There is not even the meager benefit of increasing labor supply. For a while it was thought that a big expansion of the EITC in the '90s boosted the labor force participation rate of single women with children, but as the People's Policy Project's Matt Bruenig writes, new research shows this was almost certainly a fluke. Multiple other state-level EITC expansions did not have this effect, and it's hard to imagine regular people understanding its hideously complicated eligibility schedule anyway. In any case, encouraging single mothers to work without universal free child care in place is not necessarily a good thing. Too many mothers already are forced to leave their kids in their cars or dangerous cheap daycare centers because they must work.

It's not hard to guess where phase-ins come from. Basic capitalist ideology, from the days of David Ricardo to neoliberal thinkers today, requires that "'you shall earn your bread in sweat' — unless you happen to have private means." In this framework, welfare income is assumed to be less legitimate than labor income, and poverty is assumed to be always caused by laziness or a lack of skills. Therefore, paying welfare to people who do not work at all will only encourage shirking. This kind of thinking has long had a death grip on the ideology of both parties — witness President Clinton, who sounded just like Paul Ryan in 1996 when announcing that his welfare reform bill would help poor people earn "a paycheck, not a welfare check."

Even after welfare reform was revealed as a catastrophic disaster, liberals are still timidly excluding poor people from their welfare proposals. It's pathetic.

This policy discussion desperately needs an injection of social-democratic confidence. The Nordic countries demonstrate beyond question that a clean, efficient welfare state is built on straightforward, universal programs. Poor people get the goodies they need, and there is little need for surveillance and education because everyone is automatically eligible. Distributional issues, like rich people benefiting too much from any program, are dealt with in the proper way — in the tax code. Instead of cutting the rich out of every program individually (costing lots of money and effort), their taxes are just nudged up across the board. The resulting programs are politically stronger, far simpler to explain and sell, and far easier to administer.
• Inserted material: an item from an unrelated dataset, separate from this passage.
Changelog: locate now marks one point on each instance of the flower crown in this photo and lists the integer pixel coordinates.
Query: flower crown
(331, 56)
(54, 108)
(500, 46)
The United States, by contrast, has by far the worst welfare system in the rich world. Our obsession with obscure tax credits and fear of simple welfare payments makes it both meager, full of holes, and extremely expensive — costing nearly as much as Sweden's welfare state in percentage of GDP while offering nowhere near the benefits. If we could redirect existing spending in sane ways, America would be a much better place to live. Let's start by destroying the phase-ins.